Zitat:
Zitat von Kl3riker  Das mit der DMZ bei mir ist auf zwei Weisen regelbar. Einmal kann ich die DMZ für eine spezielle IP zuweisen oder ich kann sie direkt für alle Rechner im Netzwerk schalten. und das habe ich auch gemacht. |
Ja aber was passiert dann mit diesen Rechnern, wie werden Verbindungen zu und von diesen behandelt...
Aber ich denke, daß ist jetzt eher nebensächlich. Wenn es das ist, was ich denke, dann ist die Einstellung "Für alle" schon richtig.
Zitat:
|
Irgendwie kommt mir das jetzt spanisch vor. Also ein Router bietet nur minimalen Schutz, weil es als "minimale Filterimplementierung" durchgeht?
|
Das kannst du so nicht sehen. Das Masquerading funktioniert ja so, daß dein PC eine Verbindung, zum Beispiel beim Surfen auf eine Websseite, nach draußen aufbaut. Der Router merkt sich das nun. Wenn die Antwort kommt, schaut er in seiner Tabelle nach, zu welcher Verbindung jetzt diese Antwort gehört und schickt das Antwortpaket an deinen Rechner.
Wenn dein Rechner nach draußen keine Anforderung gesendet hat und es kommt nun von Außen ein Paket, dann findet der Router keine zugehörige Verbindung und droppt das Paket. Somit hast du dadurch nach außen hin keinen offenen Port und bist dadurch geschützt.
Schlaue Marketingleute haben sich gedacht, daß man das ja als Firewall anpreisen könnte. Aber eine "richtige" Firewall kann mehr.
Zitat:
|
e: Wie siehts denn dann mit der Sicherheit aus, wenn ich Port Forwarding machen.

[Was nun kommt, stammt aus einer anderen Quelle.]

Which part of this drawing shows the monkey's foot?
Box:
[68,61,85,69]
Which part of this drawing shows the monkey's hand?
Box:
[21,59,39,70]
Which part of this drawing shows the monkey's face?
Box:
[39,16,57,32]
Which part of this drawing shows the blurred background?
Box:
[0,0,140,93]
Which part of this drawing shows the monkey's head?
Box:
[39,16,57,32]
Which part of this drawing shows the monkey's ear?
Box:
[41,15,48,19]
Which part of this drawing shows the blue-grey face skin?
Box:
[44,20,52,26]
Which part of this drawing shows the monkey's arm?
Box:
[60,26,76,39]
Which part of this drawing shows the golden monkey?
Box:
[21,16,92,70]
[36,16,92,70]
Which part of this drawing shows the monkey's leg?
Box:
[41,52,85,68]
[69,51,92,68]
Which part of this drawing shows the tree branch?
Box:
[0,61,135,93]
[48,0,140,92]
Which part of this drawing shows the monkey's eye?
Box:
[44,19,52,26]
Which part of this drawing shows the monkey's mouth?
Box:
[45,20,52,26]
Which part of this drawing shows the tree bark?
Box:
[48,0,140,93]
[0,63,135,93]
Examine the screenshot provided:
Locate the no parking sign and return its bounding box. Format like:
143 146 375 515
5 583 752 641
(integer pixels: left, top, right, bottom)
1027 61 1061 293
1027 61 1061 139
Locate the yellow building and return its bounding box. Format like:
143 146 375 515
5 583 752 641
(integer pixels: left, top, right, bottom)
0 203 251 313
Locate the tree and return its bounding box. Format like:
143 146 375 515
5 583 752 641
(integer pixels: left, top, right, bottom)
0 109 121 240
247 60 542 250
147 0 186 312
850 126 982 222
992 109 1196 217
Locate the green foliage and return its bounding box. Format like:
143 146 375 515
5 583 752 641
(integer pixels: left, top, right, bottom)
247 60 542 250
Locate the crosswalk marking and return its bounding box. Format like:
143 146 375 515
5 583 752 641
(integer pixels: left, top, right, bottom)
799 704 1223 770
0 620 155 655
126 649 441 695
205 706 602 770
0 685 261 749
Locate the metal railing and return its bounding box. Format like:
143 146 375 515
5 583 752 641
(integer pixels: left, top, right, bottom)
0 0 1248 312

Denn wenn die FW geshclosen ist muss ich ja bestimmt Ports freischalten.
|
So sachen wie PortForwarding z.B. meinte ich mit Filtern...
Das kommt darauf an, was du machen willst.
Ein normaler Nutzer, der nach außen hin keinen aktiven Dienste anbieten will, der braucht auch keine Ports weiterzuleiten, weil durch das Masquerading/NAT weiss der Router ja, wo die Antwortpakete hinsollen.
Willst du jetzt einen aktiven Dienst, wie Mail-, FTP-, Spiele
SERVER nach außen hin verfügbar machen, so daß andere darauf zugreifen können, dann musst du die entsprechenden Ports auf den Rechner, auf dem der Dienst läuft weiterleiten.
Da du hier die Ports nun direkt auf einen Rechner weiterleitest, ist der Dienst, den du anbietest natürlich erreichbar, damit ist er aber auch eventuellen Angriffen ausgesetzt. Daher sollte man immer die nötigen Sicherheitspatches für diesen Dienst installieren. Darum kommt auch keiner rum, denn wenn man einen Dienst erreichbar macht, macht man ihn damit auch angreifbar. Da führt kein Weg dran vorbei. Da würde dir auch keine PFW helfen, weil du diese ja auch freischalten würdest.